Service Desk emails are detected as spam by most of the spam filters including MS

Hi everyone,

This is an issue reported by @StrobeTech as well. We have open tickets: CHC-394-95623 / CS-5989 / CS-6926 and YRT-463-69963 / CS-5236

Could you please share your findings / resolution on here to communicate with Robin and get his opion, suggestions as well?


I have my SD emails sending via office 365. Im using my own domain as the from address. I have configured my SPF records and tests I have done (hotmail) it goes to my inbox. Passes spam.

Hotmail does not use any real good spam detection

To give a little more information about this, the issue is the following: -

[C1] —Port 587 TLS Auth—> [Office 365 Incoming Server] —Incoming server does not like source—> [MS HRDP (High Risk Delivery Pool)] —Email to end user, but spam as HRDP on RBL—> [End user]

To combat this at the moment we send our ServiceDesk (SD) emails to our spam filter which then masks the source address and emails it out solving the issue.

If the issue with the source was fixed the route should look like this: -

[C1] —Port 587 TLS Auth—> [Office 365 Incoming Server] —Incoming server liked—> [MS Clean Pool] ------> [End user]

Pre spf they were going into the spam folder. Same as office 365. I’d be happy to send test email from my SD if you can provide an email to test ??

To me it would not make any difference as we have 100% of our Office 365 protection disabled and only our spam filter protecting us.

our domain is over the top protected if anything as we have SPF, DKIM, BATV etc…

our Office 365 is configured to route through our spam filter before outside world.
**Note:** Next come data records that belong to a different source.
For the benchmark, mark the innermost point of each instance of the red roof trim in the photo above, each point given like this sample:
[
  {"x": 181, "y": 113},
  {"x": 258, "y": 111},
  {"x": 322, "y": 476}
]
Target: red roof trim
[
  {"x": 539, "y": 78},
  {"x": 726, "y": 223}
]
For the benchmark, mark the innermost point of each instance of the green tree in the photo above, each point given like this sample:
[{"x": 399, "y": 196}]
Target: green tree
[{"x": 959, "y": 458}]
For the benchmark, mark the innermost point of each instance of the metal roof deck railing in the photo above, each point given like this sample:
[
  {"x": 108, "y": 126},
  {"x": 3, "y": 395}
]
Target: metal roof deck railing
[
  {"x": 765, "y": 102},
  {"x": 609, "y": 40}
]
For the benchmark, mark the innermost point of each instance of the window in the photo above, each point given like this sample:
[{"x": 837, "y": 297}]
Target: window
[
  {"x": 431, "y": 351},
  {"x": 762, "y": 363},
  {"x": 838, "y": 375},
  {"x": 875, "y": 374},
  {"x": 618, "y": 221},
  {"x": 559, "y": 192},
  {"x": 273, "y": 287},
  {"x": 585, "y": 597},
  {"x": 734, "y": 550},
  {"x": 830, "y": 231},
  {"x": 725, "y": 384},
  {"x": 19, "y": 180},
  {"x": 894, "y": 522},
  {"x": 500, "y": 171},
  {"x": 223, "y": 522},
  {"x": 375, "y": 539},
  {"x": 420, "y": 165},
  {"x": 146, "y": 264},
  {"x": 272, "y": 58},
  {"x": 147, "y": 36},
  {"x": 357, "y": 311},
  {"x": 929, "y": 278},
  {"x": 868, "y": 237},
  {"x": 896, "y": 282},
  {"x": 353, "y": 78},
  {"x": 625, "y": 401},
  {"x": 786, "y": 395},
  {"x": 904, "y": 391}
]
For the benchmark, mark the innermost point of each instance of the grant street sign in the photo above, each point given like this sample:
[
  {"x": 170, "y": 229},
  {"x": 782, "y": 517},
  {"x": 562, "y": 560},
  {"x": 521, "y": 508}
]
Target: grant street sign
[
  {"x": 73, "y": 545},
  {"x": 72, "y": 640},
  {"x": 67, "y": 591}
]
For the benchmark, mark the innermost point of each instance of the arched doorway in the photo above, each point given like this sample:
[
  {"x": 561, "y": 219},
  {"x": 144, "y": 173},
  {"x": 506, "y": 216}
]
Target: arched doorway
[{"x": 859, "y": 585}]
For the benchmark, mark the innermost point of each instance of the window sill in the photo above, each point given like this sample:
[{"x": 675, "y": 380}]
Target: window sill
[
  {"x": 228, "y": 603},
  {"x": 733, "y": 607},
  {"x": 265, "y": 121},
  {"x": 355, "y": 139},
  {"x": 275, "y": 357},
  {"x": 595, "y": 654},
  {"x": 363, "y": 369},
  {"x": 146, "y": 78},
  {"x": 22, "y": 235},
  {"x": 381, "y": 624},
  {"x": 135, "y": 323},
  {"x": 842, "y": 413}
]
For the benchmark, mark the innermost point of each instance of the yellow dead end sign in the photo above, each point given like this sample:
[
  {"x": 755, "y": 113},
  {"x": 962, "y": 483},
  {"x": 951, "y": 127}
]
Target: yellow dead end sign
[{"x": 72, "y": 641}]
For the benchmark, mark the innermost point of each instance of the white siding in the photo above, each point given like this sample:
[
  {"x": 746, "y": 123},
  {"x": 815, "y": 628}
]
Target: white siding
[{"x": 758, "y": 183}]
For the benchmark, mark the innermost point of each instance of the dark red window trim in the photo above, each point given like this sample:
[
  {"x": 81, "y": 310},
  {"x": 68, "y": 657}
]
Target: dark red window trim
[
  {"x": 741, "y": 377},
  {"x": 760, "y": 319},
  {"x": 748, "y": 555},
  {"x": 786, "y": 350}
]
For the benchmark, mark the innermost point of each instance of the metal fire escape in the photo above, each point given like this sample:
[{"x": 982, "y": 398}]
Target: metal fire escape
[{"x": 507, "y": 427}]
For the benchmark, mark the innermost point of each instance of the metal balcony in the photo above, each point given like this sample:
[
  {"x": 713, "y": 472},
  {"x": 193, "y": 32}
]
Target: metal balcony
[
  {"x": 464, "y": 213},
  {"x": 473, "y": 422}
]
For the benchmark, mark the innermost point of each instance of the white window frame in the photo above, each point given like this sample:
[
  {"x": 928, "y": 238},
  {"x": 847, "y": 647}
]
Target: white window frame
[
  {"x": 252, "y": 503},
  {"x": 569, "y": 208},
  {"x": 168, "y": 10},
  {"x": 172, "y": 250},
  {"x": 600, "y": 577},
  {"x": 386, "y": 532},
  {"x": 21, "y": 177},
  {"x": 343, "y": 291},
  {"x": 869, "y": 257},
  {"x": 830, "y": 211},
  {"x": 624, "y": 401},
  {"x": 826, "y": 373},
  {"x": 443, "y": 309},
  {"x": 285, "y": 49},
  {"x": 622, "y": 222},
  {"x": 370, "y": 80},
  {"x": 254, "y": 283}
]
SPF is not our issue, but you can send a msg to and ill trace it back.

Ok, so I thought would do some more testing , now its not working !!
see post;

looks like the sending IP has changed again !!. things just cant change without telling people, now my SD ticket emails systems is down AGAIN !!

Hi Robin,

We would like to make a remote session with you to test TLS Auth and get the logs related with the problem. But, we would like to be sure that you will not be affected on our tests. That’s why; I have asked our development team to develop a script that we will be used during our session with you. The script will enable us send your emails later if we face any problem during our tests…

We will contact with you as soon as our scripts are developed and ready.
Thank you

Hi @SelhanBilsay

the problem is not with the authentication on TLS but after it hits their service as described above.

@dittoit the IP change should not make any difference to your email sending if it is configured correctly.

If configured correctly the ServiceDesk (SD) platform should be logging into your email using SMTP on port 587, so the IP is not important else you would never be able to use SMTP, OWA or RPC to access email without configuring the platform for each external IP you use.

With regards to SPF records, SD should not be listed at all as it is a client, only servers should be listed in the SPF record.

I hope this helps.

@StrobeTech I’m not using authentication, I’m sending directly to my MX record, I add the “from” IP so Office 365 allows the relay. I add the IP to my SPF as an authenticated sender.
This works perfectly until they start changing settings.

I see what you are doing; not the best way to have it setup and can cause the platform to be listed as a bad sender by MS meaning authenticated emails will be relayed out via HRDP and be caught in spam due to being on RBL lists.

Do you have this working? i have followed option 1 i can get the settings setup in the email section but a test send fails? i have never been able to get this working, i setup direct send and it all just works (untill the ip chnage)

im more than happy to use the AUTH route but i cant get it working.
P.S are you not having spam issues sending this way?

Cheers James.

Hi James,

the issues with Spam are down to the source (C1 platform) looking like it is a spammer which could be caused by people trying to use port 25 with it.
Because the source looks like a spammer MS sends the email to be delivered by the HRDP (MS bad outgoing email pool) instead of the safe pool. As it is the bad pool 99% of RBL lists have the IPs listed.

So the issue is not Comodo being blacklisted, but MS being blacklisted.
Comodo looks like spam so MS routes the message out via the spammy pool instead of the clean pool to make sure our normal connections on Outlook etc are not blacklisted.

Getting the Auth to work is easy, and I used to do this with the non-Comodo customised osTicket product; but at the moment we have special routing put in place for our spam filter to hide Comodo and route it differently.

Hope this explains a little more.

Nothing from Comodo???

We are developing a code to add fall-back mechanism to not cause any problem at your side while trying our solution. Nevertheless, we focused on our major release to be deployed this weekend. After the release, we will focus on this. Thank you for your patience.